BTW, it is customary to post additional comments on the original string rather than posting a separate post for each step. It is just sheer luck if anyone finds the full string this way. Nice item.


----------



## TenGees (Sep 12, 2012)

I don't see a pin or screw in the center. If it was me I would add one to keep the hub centered, Dave. I made a simple jig to add to my miter gauge to cut the slots on a table saw. If I think of it, I'll get a picture of it to post.

I previously posted a drawing that I use to make the index marks: http://www.routerforums.com/attachm...new-router-circle-jig-v-2-0-circledivider.pdf


----------



## tomp913 (Mar 7, 2014)

@pinehunter

That's a very clever fixture, nice and simple which is what the best usually are.

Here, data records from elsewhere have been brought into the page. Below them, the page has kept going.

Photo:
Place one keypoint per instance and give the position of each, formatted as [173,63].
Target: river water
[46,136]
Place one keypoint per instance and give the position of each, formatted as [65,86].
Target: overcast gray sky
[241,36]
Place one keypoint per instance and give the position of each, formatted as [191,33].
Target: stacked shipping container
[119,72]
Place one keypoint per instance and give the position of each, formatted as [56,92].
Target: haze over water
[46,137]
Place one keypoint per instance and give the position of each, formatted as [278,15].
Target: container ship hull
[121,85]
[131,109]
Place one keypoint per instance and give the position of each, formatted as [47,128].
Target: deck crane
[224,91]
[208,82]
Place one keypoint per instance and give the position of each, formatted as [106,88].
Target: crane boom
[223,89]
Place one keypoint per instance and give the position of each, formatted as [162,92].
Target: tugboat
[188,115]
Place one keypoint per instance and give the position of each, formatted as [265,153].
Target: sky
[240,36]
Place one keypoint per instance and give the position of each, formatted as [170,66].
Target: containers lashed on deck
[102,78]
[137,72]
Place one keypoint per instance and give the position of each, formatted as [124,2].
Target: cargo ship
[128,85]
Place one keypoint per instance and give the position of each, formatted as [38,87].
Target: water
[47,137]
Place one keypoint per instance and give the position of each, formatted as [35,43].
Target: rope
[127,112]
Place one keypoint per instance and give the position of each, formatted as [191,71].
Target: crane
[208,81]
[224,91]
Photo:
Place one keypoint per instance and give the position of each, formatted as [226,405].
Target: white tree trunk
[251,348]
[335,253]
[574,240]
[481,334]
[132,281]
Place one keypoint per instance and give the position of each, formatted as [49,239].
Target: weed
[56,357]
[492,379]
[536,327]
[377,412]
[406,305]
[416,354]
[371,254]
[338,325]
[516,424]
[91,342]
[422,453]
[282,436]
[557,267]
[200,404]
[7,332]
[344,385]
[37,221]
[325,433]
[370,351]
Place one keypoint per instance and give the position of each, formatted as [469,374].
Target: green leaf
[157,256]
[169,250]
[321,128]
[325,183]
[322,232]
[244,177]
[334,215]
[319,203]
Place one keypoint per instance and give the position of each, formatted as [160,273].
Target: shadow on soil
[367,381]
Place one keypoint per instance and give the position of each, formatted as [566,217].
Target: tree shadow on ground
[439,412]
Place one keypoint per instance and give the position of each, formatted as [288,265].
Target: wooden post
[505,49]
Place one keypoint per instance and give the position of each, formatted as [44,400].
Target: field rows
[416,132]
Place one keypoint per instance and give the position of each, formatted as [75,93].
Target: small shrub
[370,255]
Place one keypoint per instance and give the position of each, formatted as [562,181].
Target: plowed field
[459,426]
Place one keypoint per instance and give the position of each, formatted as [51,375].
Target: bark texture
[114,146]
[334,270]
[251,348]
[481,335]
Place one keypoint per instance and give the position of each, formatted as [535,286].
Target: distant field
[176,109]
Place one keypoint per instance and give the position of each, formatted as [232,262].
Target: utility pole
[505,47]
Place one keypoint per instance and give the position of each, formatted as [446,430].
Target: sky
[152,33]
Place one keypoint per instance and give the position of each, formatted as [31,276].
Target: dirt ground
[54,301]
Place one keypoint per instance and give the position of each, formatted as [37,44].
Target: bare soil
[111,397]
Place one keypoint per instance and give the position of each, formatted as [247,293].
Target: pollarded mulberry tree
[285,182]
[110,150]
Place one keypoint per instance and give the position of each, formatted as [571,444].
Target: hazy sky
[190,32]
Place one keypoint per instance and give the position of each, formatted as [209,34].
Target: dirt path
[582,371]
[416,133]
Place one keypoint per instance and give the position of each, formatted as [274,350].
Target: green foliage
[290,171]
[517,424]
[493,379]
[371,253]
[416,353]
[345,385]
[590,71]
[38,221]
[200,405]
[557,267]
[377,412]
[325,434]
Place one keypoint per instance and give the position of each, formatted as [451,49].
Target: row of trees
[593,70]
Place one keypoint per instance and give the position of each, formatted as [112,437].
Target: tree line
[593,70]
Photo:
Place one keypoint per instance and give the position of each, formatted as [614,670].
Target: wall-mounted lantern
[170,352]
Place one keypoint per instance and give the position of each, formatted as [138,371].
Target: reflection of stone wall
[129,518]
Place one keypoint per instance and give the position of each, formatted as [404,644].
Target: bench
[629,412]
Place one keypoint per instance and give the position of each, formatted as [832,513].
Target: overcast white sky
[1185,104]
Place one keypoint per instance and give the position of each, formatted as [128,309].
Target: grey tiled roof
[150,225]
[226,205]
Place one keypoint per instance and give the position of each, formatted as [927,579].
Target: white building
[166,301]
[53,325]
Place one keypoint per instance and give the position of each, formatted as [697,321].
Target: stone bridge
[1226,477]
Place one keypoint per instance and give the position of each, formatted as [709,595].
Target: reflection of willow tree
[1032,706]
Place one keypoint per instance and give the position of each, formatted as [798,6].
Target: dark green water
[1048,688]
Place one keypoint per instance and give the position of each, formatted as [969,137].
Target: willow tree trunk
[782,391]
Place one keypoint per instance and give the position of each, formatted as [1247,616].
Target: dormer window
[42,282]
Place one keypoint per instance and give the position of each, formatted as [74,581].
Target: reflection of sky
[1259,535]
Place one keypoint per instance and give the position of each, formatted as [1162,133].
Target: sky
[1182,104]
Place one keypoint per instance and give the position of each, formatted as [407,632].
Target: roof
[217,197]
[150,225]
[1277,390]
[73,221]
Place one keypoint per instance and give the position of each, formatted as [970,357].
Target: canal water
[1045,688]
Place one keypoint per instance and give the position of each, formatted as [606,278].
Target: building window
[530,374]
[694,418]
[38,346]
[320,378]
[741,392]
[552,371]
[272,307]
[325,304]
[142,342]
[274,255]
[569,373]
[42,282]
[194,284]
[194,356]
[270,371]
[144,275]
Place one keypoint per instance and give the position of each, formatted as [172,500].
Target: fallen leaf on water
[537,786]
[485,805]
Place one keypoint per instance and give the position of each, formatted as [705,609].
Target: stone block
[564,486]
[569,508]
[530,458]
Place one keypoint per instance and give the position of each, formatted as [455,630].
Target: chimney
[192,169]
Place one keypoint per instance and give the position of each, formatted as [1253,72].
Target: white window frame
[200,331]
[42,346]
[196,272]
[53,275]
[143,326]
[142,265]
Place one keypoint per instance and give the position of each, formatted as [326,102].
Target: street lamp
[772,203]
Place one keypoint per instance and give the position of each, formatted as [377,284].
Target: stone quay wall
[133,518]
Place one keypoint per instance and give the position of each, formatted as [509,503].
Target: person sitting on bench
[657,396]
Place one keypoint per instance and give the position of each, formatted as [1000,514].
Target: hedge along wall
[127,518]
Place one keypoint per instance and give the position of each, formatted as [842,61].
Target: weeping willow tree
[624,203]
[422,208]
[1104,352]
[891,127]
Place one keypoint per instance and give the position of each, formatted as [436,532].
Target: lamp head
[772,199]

I'm assuming that the hub is located on the pin hole used in the original step - cutting out the disc - and there are indexing lines on the face and the fixture itself to give the correct spacing. Ingenious.


----------



## pinehunter (Oct 18, 2016)

Hi TenGees - Its dave again. The point you raise is valid however this jig is intended to machine hubs of various sizes. When a piece is clamped its location in either X or Y orientation is not important because the router can be moved in both these directions to align with the previously marked index positions on the circumference and face of the piece. The location in the Z orientation is a simple movement of the jig/piece along the clamped fence.

Regards

dave


----------